I just finished reading Island beneath the Sea by Isabel Allende, the Chilean writer transplanted to the States. She delves into the slave/plantation history of Haiti, Cuba, a little bit, and New Orleans in the late 1700s and very early 1800s. Her research feels thorough.
While fiction, it is a wonderful exploration of the experiences of African, European and mixed-race people to their condition and fate. People who oppose slavery in this time are considered flaky, subversive or both. Dominant culture people who consider Africans people, with rights, are few and far between, traitors to their race, allegedly.
Yet plantation owners take African concubines and father mix race children, whom they love and seek to protect and support. The mind bending/denial needed to manage opposing thinking is spelled out in understated ways. Beautiful writing, and a powerful depiction of the role of women in resisting horrendous abuse.

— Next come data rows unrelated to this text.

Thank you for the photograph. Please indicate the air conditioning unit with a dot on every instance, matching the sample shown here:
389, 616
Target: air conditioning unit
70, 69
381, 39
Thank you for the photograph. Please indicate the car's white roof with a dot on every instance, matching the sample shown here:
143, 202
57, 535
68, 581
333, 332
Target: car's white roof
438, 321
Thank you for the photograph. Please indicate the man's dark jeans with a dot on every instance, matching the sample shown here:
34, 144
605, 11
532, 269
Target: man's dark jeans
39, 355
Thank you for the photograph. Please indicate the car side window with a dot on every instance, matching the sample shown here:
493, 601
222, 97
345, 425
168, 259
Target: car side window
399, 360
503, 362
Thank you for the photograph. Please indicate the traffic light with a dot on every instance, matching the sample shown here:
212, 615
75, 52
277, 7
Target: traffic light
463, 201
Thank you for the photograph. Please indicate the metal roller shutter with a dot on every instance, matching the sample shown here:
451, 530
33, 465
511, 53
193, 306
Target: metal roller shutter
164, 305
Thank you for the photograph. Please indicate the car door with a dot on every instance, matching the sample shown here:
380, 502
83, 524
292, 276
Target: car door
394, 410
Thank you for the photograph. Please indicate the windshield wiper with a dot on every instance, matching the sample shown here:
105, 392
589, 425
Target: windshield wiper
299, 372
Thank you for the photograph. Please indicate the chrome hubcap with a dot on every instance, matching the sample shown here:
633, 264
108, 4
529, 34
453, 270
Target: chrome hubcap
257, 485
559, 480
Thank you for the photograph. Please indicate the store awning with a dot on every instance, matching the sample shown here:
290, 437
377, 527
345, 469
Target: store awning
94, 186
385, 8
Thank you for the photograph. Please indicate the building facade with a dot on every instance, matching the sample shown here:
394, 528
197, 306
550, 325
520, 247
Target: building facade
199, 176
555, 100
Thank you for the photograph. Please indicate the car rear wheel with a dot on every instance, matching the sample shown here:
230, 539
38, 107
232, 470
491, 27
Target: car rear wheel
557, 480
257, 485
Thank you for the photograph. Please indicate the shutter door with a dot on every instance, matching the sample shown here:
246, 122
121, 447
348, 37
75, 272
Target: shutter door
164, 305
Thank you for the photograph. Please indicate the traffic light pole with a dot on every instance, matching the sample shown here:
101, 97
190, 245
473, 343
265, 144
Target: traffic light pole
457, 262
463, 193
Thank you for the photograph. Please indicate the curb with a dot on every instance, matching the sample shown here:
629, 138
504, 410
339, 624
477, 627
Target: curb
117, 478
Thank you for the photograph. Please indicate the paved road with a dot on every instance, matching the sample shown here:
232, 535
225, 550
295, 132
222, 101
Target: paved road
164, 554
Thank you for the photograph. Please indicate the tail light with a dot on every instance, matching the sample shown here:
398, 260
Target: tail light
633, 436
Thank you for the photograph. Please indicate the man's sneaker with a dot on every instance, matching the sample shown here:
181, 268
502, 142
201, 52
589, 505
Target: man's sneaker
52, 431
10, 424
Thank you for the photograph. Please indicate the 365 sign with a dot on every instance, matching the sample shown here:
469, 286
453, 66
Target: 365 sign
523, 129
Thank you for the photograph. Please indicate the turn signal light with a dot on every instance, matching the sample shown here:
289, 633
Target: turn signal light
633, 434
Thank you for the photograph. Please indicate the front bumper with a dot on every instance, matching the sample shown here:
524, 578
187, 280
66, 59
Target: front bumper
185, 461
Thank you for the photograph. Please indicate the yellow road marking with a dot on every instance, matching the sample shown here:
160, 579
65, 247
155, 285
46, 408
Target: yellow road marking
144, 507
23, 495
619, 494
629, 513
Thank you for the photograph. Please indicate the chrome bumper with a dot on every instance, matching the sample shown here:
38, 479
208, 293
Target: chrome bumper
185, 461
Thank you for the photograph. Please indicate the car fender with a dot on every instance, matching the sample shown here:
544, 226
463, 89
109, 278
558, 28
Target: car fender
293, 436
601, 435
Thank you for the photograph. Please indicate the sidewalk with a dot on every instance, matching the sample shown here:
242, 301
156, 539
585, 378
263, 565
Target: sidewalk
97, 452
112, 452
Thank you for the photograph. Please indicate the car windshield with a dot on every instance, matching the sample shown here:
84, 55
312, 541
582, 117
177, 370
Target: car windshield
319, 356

But all this ended a century and a half ago, right? The modern reader can't help compare then with now, and I suspect that was part of Allende's purpose. A letter writer in this week's Toronto Star, commenting on a David Olive column about CEOs rationalizing their greed and incompetence, quotes John Kenneth Galbraith: "The modern conservative is engaged in one of man's oldest exercises in moral philosophy; that is, the search for a superior moral justification for selfishness." Wealthy plantation owners exploiting shackled and terrorized Africans two centuries ago, today's powerful corporate leaders exploiting a vulnerable and insecure labour force in the 21st century--obviously there are crucial differences, but there are some disturbing similarities, too.
Haiti remains as evidence of profound race and class hatred, a damaged society that defied revolutionary, imperial France and paid a staggering price because the liberators were black, not white. A de-industrialized Ontario, and north-east North America is evidence of big capital released from any kind of responsibility to the workers who make (or made) the wealth. We are prepared to put up billions to keep big auto from jumping ship, and watch with sinking hearts as offshore buyers shut down steel plants and grind miners into the dirt to strip their contracts.
Time for everyday Ontarians to band together to rebuild the social contract. Time for a new normal. Time for the NDP.